Scriptures: Isaiah 50: 4-9, John 13:21-30
And now we see that part of the challenge of walking through Holy Week with John in one hand and Isaiah in the other is that we are called to forgive. We are called to forgive people who’ve let us down, the systems that have let us down, the people and organizations and structures that hurt us and people we love, that have done bad and callous and betraying things to us and our friends and have walked away laughing. Now we add all of that together, and all the wrong done here and all the frustration and sadness of recent decades, and we place it before t he foot of the cross. Now, we name and shame the things that have defaced our community, and we weave them into the story of Jesus alongside Judas, alongside Caiaphas, alongside Pilate. And we pray that over the coming days we will have grace and strength to leave them there, to believe that Jesus has dealt with them on the cross. And we wait, as the disciples waited without knowing what they were waiting for, to see what God will do next once the cross has done its work.

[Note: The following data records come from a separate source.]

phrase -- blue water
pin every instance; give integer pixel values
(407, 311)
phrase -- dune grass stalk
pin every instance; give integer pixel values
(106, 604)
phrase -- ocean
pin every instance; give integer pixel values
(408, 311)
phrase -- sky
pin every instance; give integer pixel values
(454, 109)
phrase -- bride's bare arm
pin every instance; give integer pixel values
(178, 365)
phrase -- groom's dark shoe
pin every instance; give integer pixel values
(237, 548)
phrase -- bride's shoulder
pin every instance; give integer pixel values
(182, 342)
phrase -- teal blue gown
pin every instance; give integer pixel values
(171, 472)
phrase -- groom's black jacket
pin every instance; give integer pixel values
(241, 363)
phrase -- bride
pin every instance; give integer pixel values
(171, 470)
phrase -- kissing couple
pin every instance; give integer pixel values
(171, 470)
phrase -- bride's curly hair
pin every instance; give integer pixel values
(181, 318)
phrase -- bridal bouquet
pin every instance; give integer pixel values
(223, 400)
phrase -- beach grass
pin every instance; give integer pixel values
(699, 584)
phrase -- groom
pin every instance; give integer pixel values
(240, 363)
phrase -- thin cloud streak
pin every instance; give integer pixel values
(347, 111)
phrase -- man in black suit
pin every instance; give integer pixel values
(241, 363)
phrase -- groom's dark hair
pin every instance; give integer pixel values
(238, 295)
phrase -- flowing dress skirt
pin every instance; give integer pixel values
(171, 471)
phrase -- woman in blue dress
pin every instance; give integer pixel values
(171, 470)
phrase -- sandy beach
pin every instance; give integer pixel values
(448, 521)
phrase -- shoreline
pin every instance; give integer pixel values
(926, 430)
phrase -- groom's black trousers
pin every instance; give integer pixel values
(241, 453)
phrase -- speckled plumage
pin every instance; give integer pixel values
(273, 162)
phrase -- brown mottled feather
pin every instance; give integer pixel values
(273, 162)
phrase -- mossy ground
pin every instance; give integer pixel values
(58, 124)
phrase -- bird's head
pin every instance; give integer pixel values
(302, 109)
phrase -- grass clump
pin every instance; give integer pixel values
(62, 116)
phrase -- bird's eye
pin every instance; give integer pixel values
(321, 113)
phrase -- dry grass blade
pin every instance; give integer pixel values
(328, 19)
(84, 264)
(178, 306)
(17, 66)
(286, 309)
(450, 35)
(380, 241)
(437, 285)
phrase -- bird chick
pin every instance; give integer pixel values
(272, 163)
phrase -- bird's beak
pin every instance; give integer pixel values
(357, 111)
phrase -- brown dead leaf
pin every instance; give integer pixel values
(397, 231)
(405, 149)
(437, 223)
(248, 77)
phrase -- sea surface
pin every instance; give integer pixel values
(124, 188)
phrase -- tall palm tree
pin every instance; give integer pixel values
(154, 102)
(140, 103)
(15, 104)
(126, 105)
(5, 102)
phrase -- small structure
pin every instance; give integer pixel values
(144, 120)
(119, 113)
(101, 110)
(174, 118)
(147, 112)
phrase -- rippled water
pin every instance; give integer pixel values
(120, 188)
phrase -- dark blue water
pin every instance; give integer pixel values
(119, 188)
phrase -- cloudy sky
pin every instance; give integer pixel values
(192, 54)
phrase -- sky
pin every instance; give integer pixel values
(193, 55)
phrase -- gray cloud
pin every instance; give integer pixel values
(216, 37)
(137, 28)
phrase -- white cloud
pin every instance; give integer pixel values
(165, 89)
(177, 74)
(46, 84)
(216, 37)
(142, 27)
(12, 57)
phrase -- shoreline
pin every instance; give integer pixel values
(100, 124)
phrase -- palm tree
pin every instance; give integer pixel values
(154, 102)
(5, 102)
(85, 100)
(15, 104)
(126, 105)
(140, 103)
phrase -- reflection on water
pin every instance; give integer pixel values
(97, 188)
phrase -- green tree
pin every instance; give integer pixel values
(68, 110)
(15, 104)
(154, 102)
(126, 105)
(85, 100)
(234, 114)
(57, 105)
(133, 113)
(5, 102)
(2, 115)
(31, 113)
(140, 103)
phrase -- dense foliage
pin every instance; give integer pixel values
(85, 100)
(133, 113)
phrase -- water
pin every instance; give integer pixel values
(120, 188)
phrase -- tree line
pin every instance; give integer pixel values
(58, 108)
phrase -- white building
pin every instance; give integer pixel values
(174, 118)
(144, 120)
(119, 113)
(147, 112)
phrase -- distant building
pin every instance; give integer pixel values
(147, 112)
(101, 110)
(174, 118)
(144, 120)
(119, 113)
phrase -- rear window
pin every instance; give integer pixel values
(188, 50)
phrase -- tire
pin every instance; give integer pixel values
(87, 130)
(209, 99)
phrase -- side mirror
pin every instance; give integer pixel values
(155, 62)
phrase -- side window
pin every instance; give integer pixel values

There is more to the meaning of the cross than just this: much, much more. We will spend a lifetime exploring that further meaning. But for now, for the moment, let’s gather up all the betrayal that has blighted our lives and see Jesus taking it on himself, in and through the action of Judas, so that we don’t need to hold on to it any more. Let’s pray for grace to forgive, to find new starts, to know that we have been vindicated by Jesus’ vindication – and beyond that, that we are loved for ever with Jesus’ great and powerful suffering love.